Author Topic: What is the impact of nonsensical dungeon layouts (topological impossibilities)?  (Read 9559 times)

zouflain

  • Newcomer
  • Posts: 1
  • Karma: +0/-0
    • View Profile
Newby here, so please be gentle  ;)

I was wondering, does sense-making in dungeon layout matter much for a roguelike?

I was working on a design document and came across an interesting idea. I typically design experiences centralized around the player. How does X influence player autonomy? How does Y satisfy the player?

Well, I was extending this to AI and thinking of where AI might be useful to give the player a better experience. I started thinking about using an AI director (ala L4D) to coordinate the behavior of AIs, then realized that really the AI director could be used for all sorts of things. Like dungeon generation.

Typically, I believe most roguelikes (certainly brogue) build an "interesting" dungeon using a generic algorithmic approach (L-Systems, Cellular Automata, Binary Space Partitions, etc) that's divorced from player feel. Sure, some constraints are put into the generator, like don't put the exit next to entrance, and reject a map that's too small or too large, etc, but it's all in an indirect attempt to create opportunities for interesting experiences. Why not turn that on its head?

Why not have each room generated by an AI director every time you open a new door? That would allow certain guarantees that are almost impossible in the indirect approach.
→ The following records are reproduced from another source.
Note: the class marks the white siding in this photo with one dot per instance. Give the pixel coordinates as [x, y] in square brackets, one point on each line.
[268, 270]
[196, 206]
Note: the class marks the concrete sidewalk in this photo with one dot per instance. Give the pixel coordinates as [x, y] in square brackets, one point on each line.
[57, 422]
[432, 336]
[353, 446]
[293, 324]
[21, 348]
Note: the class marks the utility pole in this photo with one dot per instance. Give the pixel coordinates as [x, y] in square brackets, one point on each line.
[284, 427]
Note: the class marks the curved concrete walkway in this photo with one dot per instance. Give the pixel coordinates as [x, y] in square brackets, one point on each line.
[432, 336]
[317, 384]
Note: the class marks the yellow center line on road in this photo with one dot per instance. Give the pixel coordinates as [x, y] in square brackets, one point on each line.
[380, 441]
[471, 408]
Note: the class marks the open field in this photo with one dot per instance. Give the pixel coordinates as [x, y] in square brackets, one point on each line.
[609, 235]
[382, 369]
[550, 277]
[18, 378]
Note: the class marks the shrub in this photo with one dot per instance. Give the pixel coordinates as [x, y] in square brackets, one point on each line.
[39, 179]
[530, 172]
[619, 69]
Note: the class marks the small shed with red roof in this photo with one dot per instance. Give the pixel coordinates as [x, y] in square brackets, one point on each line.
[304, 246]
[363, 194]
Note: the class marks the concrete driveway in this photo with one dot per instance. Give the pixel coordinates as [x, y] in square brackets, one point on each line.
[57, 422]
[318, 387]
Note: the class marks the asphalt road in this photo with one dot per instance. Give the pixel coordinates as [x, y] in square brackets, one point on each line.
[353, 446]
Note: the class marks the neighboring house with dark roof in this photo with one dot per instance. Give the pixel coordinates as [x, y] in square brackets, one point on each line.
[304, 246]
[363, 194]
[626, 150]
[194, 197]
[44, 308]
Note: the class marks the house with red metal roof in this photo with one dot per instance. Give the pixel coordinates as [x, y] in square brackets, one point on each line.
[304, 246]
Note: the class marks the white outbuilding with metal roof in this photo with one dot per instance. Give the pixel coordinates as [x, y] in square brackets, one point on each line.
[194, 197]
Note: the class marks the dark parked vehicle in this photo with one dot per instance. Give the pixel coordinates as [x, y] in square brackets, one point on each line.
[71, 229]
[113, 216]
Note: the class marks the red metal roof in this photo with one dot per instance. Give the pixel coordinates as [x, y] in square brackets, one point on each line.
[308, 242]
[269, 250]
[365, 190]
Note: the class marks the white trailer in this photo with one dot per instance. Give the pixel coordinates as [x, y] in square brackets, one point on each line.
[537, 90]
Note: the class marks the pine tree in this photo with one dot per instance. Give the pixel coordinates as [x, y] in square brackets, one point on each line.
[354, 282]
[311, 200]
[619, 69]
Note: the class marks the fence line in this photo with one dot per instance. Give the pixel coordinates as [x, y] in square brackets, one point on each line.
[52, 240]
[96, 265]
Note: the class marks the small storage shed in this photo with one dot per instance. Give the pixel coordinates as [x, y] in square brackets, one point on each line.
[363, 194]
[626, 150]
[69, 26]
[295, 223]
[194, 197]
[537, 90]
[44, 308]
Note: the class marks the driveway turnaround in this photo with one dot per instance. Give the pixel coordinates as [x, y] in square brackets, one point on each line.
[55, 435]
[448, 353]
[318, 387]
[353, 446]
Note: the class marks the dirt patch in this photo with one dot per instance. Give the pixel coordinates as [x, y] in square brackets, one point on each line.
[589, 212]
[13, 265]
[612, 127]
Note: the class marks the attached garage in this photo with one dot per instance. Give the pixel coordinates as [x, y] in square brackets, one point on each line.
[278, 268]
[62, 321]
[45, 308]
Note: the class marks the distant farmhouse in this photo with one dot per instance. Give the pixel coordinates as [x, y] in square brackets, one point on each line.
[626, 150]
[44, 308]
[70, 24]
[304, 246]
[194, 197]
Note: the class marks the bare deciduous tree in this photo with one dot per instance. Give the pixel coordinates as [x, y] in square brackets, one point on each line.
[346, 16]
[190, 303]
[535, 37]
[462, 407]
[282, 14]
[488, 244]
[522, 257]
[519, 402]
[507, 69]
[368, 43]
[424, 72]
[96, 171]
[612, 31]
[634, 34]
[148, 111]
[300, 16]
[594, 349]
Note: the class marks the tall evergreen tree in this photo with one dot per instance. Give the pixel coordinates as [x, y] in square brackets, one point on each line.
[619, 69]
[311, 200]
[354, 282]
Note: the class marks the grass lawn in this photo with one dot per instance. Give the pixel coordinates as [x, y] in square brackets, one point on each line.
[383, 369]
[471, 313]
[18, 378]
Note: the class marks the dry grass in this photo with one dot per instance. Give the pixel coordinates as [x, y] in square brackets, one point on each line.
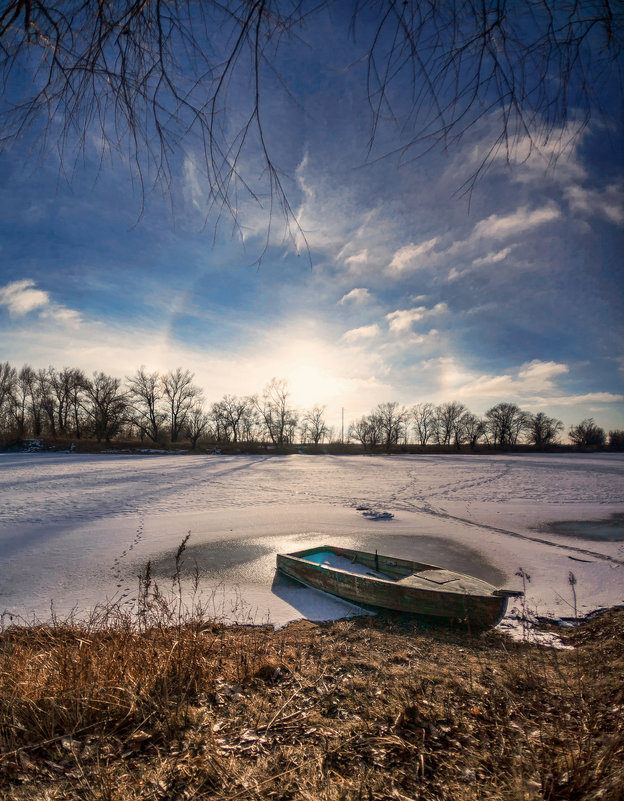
[165, 707]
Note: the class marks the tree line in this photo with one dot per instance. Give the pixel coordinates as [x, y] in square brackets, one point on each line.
[168, 407]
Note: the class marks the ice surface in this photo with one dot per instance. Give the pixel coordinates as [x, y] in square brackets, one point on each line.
[77, 529]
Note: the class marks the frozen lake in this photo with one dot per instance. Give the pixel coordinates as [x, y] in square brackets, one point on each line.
[78, 529]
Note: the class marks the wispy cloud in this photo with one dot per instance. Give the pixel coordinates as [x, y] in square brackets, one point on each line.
[356, 296]
[357, 259]
[531, 378]
[608, 204]
[20, 297]
[363, 332]
[501, 226]
[407, 258]
[401, 321]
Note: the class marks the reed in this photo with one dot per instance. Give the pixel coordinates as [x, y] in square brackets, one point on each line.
[168, 703]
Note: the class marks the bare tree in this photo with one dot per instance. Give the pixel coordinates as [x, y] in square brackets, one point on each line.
[278, 417]
[543, 430]
[315, 426]
[196, 424]
[145, 394]
[8, 381]
[447, 422]
[471, 428]
[180, 395]
[66, 386]
[391, 421]
[424, 417]
[105, 404]
[587, 434]
[505, 422]
[143, 78]
[616, 439]
[230, 414]
[367, 431]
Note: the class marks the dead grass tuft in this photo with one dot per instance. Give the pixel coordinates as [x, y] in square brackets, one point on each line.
[168, 706]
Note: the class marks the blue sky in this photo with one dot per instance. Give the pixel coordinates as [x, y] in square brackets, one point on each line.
[406, 289]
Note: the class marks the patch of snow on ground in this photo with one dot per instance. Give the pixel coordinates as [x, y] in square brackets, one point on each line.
[77, 529]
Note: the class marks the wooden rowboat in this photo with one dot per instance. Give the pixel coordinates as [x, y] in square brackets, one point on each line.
[399, 584]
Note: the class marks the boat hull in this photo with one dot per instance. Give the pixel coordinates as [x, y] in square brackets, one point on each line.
[480, 608]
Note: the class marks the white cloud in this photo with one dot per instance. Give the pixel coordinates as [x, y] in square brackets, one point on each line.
[20, 297]
[493, 257]
[401, 320]
[594, 203]
[580, 400]
[364, 332]
[405, 257]
[358, 295]
[499, 227]
[527, 381]
[357, 258]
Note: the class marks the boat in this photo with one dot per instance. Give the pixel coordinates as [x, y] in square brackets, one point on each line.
[370, 579]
You could use the Suite/Theme/Flavor system from that old GDC talk to give dungeons a general "feel" and then feed that into the AI director to generate rooms that provide an experience suited to that feel combined with a certain "narrative" aspect. For example: "This dungeon is themed around Exploration and Dread. There will be many branches, loops, key-and-door "puzzles" and dead ends. When a sufficient number of rooms have been Explored, spawn a Dread room that spikes up the combat intensity until Dread is satisfied, then go back into Explorer mode."
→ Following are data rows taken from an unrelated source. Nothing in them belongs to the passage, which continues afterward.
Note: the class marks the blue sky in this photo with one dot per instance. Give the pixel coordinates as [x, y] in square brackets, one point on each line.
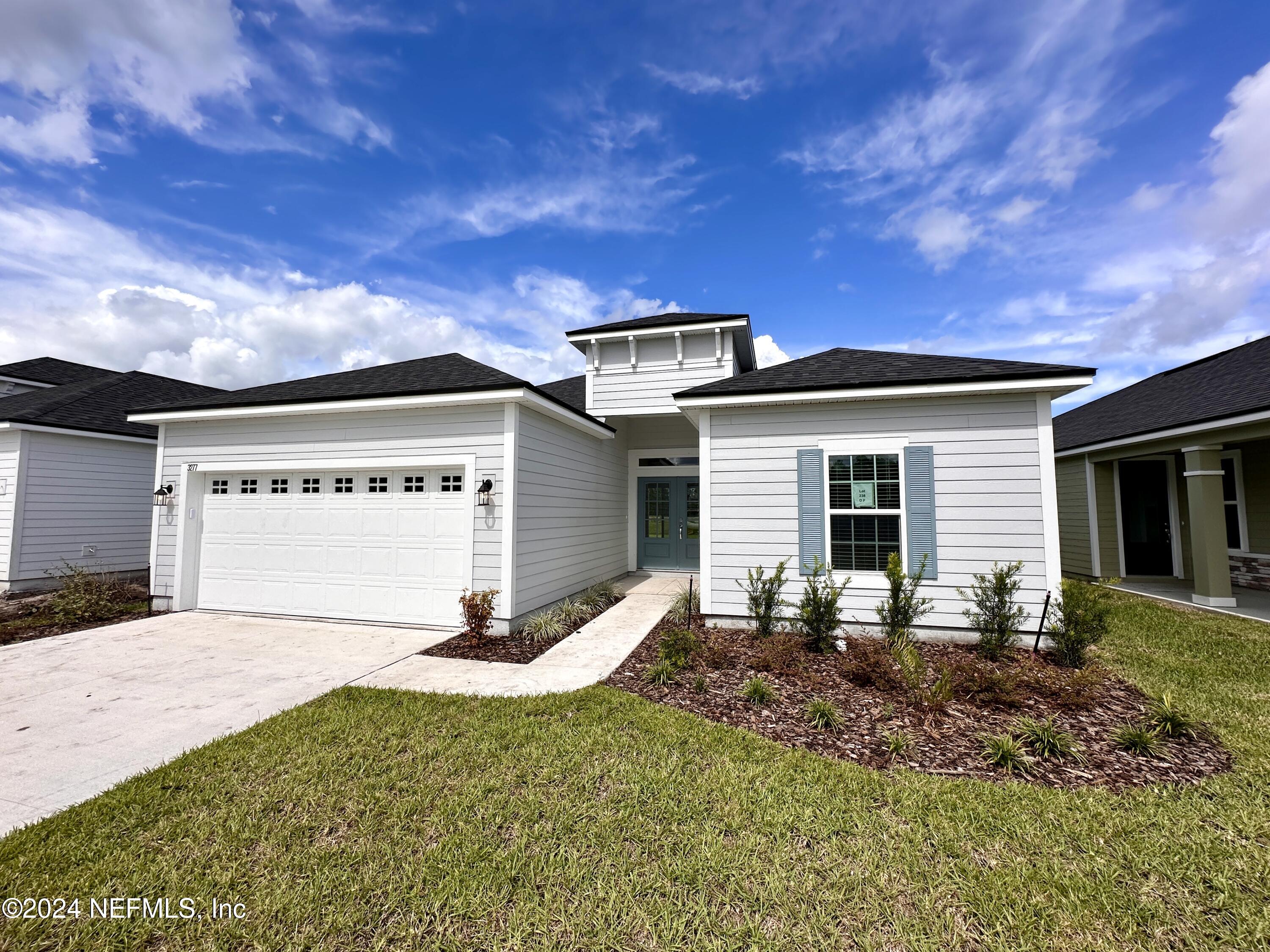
[243, 192]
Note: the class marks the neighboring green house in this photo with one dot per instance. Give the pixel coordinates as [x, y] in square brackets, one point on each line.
[1170, 478]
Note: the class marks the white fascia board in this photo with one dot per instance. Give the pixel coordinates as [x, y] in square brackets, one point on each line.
[403, 403]
[69, 432]
[1225, 423]
[667, 330]
[1052, 385]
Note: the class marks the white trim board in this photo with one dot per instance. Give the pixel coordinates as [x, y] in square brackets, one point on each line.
[520, 395]
[72, 432]
[1049, 386]
[1260, 417]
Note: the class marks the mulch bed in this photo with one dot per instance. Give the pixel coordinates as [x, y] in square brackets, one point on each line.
[23, 619]
[863, 683]
[508, 649]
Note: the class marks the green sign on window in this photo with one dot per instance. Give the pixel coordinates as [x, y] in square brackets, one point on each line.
[864, 495]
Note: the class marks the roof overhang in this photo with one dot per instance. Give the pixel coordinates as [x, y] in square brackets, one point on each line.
[516, 395]
[74, 432]
[693, 405]
[1253, 426]
[742, 338]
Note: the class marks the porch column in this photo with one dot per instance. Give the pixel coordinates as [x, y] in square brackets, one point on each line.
[1209, 556]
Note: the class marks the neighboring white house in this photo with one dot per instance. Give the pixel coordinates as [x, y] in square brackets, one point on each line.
[77, 479]
[380, 494]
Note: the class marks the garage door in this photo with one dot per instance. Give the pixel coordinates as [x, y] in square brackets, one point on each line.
[376, 546]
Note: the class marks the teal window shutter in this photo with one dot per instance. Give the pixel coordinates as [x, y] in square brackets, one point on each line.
[920, 509]
[811, 509]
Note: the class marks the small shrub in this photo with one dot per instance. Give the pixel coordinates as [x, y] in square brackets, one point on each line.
[1079, 620]
[903, 607]
[86, 596]
[759, 692]
[661, 673]
[682, 610]
[1006, 753]
[818, 615]
[982, 683]
[823, 715]
[780, 655]
[478, 608]
[1137, 739]
[544, 626]
[677, 648]
[992, 611]
[868, 664]
[1169, 721]
[897, 742]
[940, 692]
[764, 597]
[1047, 740]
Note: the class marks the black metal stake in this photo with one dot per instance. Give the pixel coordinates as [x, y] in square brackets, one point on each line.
[1041, 627]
The problem is, doing all that with a map that fits onto a world topology like a 2D grid is very, very hard. If instead all the rooms are treated more like separate floors are in the conventional roguelike, then it doesn't matter if there's no physical way to fit room #204 adjacent to room #002 - if the AI director says there should be a back-loop here, it can just link the two rooms assuming they have suitable unopened doors to link.

It does mean only displaying each room in isolation instead of letting the dungeon sprawl out in front of you. And it means trying to hand draw a map of the place is impossible (I grew up watching my mother spend hours hand mapping Might and Magic games so I know how important that can be to players). What are your thoughts?

TLDR: How would a topologically nonsensical map effect the roguelike experience in general? How important is a topologically sound map to the game play of a traditional roguelike?

Krice

  • (Banned)
  • Rogueliker
  • ***
  • Posts: 2316
  • Karma: +0/-2
    • View Profile
    • Email
I think developers overthink and spend too much time trying to figure out a "perfect" way to generate dungeons, while they are more like least important part of the gameplay. Fix everything else first, then try to be clever with dungeon generation. Think something like URR, it has I guess very detailed world generation, but as a game it's completely useless.
« Last Edit: March 19, 2019, 06:52:21 AM by Krice »

jofadda

  • Newcomer
  • Posts: 38
  • Karma: +0/-0
    • View Profile
Dungeon layout matters but it matters in a way that effects gameplay not specifically logic, nor reasoning. Look at IVAN for example:
as your first dungeon you've got a tunnel connecting two islands that aught to be well and truly impossible by any logical sense and practical layout.

Now lets look at how dungeon layouts change your gameplay:
DCSS has long corridors which allow for intense bottlenecking of hordes of enemies. It also has some wide open spaces that allow for some unique boss fights with interesting setups. The issue with this is that empty corridors give way to the need of an "auto-explore" button. If we were to take away(or even just lessen) the corridors and the wide open spaces then many of the enemy types and amounts would need to be drastically changed by virtue of the games layout.

Dredmor however generally has small-ish rooms connecting eachother with occasional large rooms within the map. This in my opinion would not allow for DCSS's enemy types nor spawning patterns to make for fun and thus good gameplay. However it allows for the idea of the dreaded monster zoo on large scale to be an occasional "fun" encounter and it allows for doorways to cease being a "chokepoint" and start being a "blockpoint" that depends on your capacity to close the door.

Then we've got games like neoscavenger that mess with dungeon layout by messing with the grid dimensions, taking them from squares to hexes, this doesnt seem like much, but it is. Being out in the open and surrounded is no longer 4/8(depending on diagonals) attacks per turn cycle you need to soak, that then jumps to 6/12(depending on if monsters adjacent to the hexes corner count within melee striking range) which then calls for a change of strategy and changes how you need to deal with getting surrounded as well as your prevention methods.